The royal scandal occurred at the end of the difficult reign of Philip IV, known as "le Bel" (the Fair) because of his good looks. Philip IV was said to be an unemotional man. The contemporary bishop of Pamiers described him as "neither a man nor a beast, but a statue"; modern historians have noted that he "cultivated a reputation for Christian kingship and showed few weaknesses of the flesh." Throughout his reign, Philip had attempted to build up the authority and prestige of the French crown, raising fresh revenues, creating new institutions of government, engaging in wars against his rivals, and on occasion challenging the authority of the Church. Just before the crisis broke, Philip had been engaged in the liquidation of the order of the Knights Templar in France. By 1314, however, he was financially overstretched and in an increasingly difficult domestic political situation, and some have suggested that his weakened position contributed to the subsequent royal crisis.

Philip IV had three surviving sons, Louis, Philip and Charles. As was customary for the period, all three were married with an eye for political gain. Initially, Philip had intended Louis to marry Joan, the eldest daughter of Otto IV, Count of Burgundy, but in the end chose Margaret, the daughter of Robert II, Duke of Burgundy, in 1305, and arranged for his middle son Philip to marry Joan in 1307. His youngest son Charles married Blanche, another of Otto's daughters, in 1308.

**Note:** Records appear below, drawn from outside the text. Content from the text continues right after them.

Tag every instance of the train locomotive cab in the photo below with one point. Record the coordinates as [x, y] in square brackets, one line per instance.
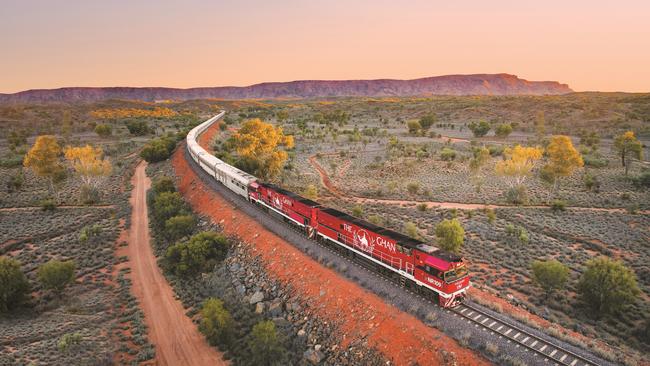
[444, 273]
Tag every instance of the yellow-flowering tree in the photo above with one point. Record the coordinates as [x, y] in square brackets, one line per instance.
[44, 159]
[518, 163]
[89, 163]
[258, 144]
[563, 158]
[629, 147]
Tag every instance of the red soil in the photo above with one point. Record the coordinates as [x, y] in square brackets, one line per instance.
[176, 338]
[359, 314]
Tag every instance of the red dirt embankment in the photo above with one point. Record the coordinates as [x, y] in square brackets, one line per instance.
[176, 338]
[400, 337]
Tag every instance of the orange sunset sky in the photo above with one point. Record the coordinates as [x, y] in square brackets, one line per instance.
[591, 45]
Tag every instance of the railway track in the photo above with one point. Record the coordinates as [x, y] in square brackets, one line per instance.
[512, 333]
[550, 351]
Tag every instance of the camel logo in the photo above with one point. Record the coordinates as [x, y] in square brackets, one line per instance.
[361, 239]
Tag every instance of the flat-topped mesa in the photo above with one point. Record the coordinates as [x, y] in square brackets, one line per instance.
[478, 84]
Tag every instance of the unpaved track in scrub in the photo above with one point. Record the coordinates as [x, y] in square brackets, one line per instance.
[327, 183]
[176, 338]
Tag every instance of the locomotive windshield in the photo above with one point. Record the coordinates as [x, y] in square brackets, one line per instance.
[455, 274]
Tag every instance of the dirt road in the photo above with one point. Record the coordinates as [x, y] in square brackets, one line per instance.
[176, 338]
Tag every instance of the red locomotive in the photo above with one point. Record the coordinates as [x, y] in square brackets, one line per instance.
[425, 268]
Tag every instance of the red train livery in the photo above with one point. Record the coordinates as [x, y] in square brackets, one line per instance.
[424, 267]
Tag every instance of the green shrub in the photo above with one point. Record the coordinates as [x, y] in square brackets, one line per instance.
[158, 150]
[179, 226]
[198, 254]
[13, 284]
[411, 230]
[447, 154]
[496, 150]
[414, 126]
[591, 182]
[413, 187]
[88, 232]
[503, 130]
[48, 205]
[68, 340]
[12, 161]
[167, 205]
[607, 286]
[216, 322]
[479, 129]
[56, 275]
[558, 205]
[265, 345]
[138, 128]
[550, 275]
[517, 195]
[595, 161]
[427, 121]
[163, 184]
[89, 195]
[15, 182]
[450, 235]
[103, 130]
[491, 215]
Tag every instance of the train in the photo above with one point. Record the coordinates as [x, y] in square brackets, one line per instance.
[428, 270]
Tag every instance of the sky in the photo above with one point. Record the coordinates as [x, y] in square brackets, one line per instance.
[590, 45]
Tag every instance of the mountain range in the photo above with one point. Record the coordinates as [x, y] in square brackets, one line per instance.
[476, 84]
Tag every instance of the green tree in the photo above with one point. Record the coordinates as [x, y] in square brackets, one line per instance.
[103, 130]
[550, 275]
[258, 145]
[503, 130]
[480, 129]
[450, 234]
[179, 226]
[414, 127]
[198, 254]
[216, 322]
[607, 286]
[563, 158]
[427, 121]
[629, 148]
[481, 157]
[56, 275]
[266, 346]
[13, 284]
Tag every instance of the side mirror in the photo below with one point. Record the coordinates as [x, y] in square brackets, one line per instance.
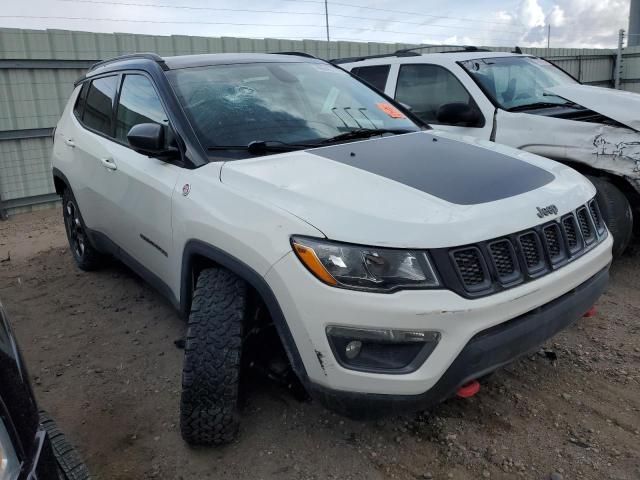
[149, 139]
[459, 113]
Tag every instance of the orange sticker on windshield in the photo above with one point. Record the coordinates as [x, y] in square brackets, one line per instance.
[390, 110]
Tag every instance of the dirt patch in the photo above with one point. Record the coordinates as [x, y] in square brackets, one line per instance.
[100, 349]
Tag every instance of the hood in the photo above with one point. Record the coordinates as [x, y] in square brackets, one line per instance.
[618, 105]
[419, 190]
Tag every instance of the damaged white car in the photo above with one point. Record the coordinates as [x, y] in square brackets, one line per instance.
[527, 103]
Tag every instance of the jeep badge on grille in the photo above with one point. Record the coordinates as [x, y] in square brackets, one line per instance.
[546, 211]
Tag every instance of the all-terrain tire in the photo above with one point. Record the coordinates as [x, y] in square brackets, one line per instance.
[86, 256]
[213, 347]
[617, 213]
[70, 465]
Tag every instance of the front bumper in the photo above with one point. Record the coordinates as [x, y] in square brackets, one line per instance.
[309, 307]
[485, 352]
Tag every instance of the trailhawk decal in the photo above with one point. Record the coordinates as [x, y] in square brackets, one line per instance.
[453, 171]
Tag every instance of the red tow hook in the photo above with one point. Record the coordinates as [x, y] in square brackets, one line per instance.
[468, 390]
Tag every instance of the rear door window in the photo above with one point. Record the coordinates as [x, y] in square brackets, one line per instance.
[98, 111]
[139, 103]
[376, 75]
[425, 88]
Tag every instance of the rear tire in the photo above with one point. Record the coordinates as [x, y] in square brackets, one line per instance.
[70, 465]
[211, 372]
[616, 211]
[84, 253]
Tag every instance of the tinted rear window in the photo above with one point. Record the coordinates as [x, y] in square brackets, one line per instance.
[99, 105]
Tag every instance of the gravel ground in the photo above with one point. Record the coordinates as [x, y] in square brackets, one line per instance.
[100, 349]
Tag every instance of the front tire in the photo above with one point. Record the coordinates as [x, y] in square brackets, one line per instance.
[616, 211]
[213, 347]
[84, 253]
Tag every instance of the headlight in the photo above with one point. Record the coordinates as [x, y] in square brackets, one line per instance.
[365, 268]
[9, 464]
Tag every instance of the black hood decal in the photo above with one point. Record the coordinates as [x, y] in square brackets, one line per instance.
[453, 171]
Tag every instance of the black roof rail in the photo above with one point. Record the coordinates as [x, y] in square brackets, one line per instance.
[461, 48]
[296, 54]
[148, 56]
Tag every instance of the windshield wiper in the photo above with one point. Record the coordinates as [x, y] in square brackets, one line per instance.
[365, 133]
[259, 147]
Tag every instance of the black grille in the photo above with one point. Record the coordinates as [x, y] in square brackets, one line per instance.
[531, 251]
[595, 215]
[470, 267]
[553, 238]
[503, 259]
[571, 232]
[585, 225]
[502, 263]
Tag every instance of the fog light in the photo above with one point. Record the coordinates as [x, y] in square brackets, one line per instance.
[352, 349]
[381, 350]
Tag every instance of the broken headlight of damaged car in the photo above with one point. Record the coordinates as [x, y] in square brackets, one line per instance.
[358, 267]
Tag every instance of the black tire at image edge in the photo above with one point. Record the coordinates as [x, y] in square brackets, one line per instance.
[70, 465]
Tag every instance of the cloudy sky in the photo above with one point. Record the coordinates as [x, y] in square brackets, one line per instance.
[574, 23]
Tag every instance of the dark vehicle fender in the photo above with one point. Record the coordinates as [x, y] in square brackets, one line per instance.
[60, 181]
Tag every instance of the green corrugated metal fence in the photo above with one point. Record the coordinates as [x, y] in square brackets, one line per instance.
[38, 68]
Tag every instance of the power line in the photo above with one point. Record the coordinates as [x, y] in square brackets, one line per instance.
[242, 10]
[412, 13]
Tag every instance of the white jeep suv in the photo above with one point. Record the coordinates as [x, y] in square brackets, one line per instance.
[277, 196]
[527, 103]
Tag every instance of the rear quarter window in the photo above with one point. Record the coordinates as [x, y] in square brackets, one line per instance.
[376, 75]
[98, 109]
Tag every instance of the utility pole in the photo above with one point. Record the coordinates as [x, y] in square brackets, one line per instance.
[618, 71]
[326, 19]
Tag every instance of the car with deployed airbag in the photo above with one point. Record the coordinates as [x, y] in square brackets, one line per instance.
[311, 227]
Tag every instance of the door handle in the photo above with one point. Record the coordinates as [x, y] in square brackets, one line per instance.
[108, 163]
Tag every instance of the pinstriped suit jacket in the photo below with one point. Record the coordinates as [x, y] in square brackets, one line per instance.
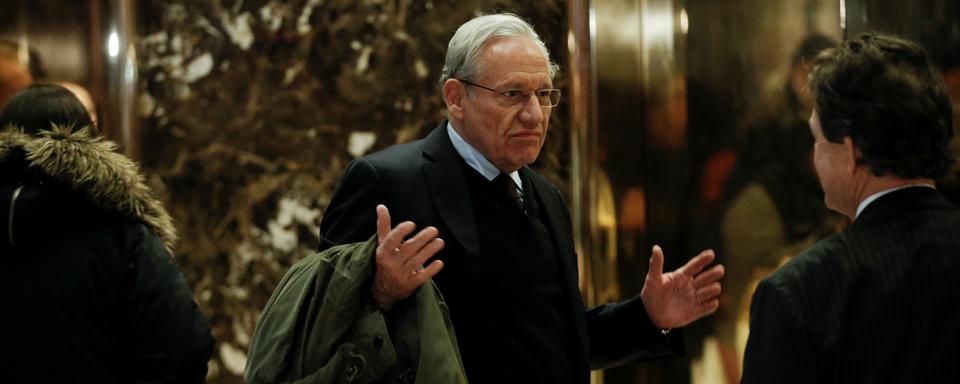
[879, 302]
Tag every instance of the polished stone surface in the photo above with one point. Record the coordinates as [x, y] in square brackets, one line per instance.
[251, 109]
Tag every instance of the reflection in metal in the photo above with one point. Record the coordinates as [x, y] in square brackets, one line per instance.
[684, 21]
[583, 140]
[843, 18]
[120, 73]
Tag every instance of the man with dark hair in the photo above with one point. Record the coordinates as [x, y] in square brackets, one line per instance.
[876, 302]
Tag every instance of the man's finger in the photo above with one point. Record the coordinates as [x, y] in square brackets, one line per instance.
[428, 272]
[709, 307]
[711, 275]
[696, 264]
[383, 222]
[396, 235]
[656, 264]
[413, 245]
[709, 292]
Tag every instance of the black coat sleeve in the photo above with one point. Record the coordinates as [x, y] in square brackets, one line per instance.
[172, 341]
[780, 349]
[351, 215]
[622, 332]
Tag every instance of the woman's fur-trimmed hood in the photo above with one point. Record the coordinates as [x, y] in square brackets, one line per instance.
[90, 166]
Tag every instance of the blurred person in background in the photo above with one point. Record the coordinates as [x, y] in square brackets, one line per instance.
[876, 302]
[14, 73]
[92, 292]
[774, 208]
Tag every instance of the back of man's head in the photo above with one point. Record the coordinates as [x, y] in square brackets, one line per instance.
[883, 92]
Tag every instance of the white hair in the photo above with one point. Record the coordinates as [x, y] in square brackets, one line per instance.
[462, 61]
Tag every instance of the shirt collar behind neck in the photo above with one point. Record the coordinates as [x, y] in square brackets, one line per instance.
[475, 159]
[875, 196]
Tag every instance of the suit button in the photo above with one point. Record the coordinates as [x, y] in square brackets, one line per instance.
[406, 377]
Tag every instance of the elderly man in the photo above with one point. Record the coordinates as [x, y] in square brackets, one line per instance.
[877, 302]
[509, 269]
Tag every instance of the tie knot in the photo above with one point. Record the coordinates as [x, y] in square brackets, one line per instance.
[505, 183]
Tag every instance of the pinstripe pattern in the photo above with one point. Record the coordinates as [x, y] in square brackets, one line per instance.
[879, 302]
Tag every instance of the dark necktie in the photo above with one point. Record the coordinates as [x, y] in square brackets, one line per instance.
[505, 183]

The three marriages had fared differently. Louis' is considered to have been an unhappy match; Louis, known as "the Quarreler" and "the Headstrong", is said to have preferred playing real tennis to spending time with the "feisty and shapely" Margaret. Charles, a relatively conservative, "strait-laced" and "stiff-necked" individual, had an unexceptional marriage. Philip, in contrast, became noted for his unusual generosity to his wife Joan; the pair had a considerable number of children in a short space of time and Philip wrote numerous, if formulaic, love letters to his wife over the years.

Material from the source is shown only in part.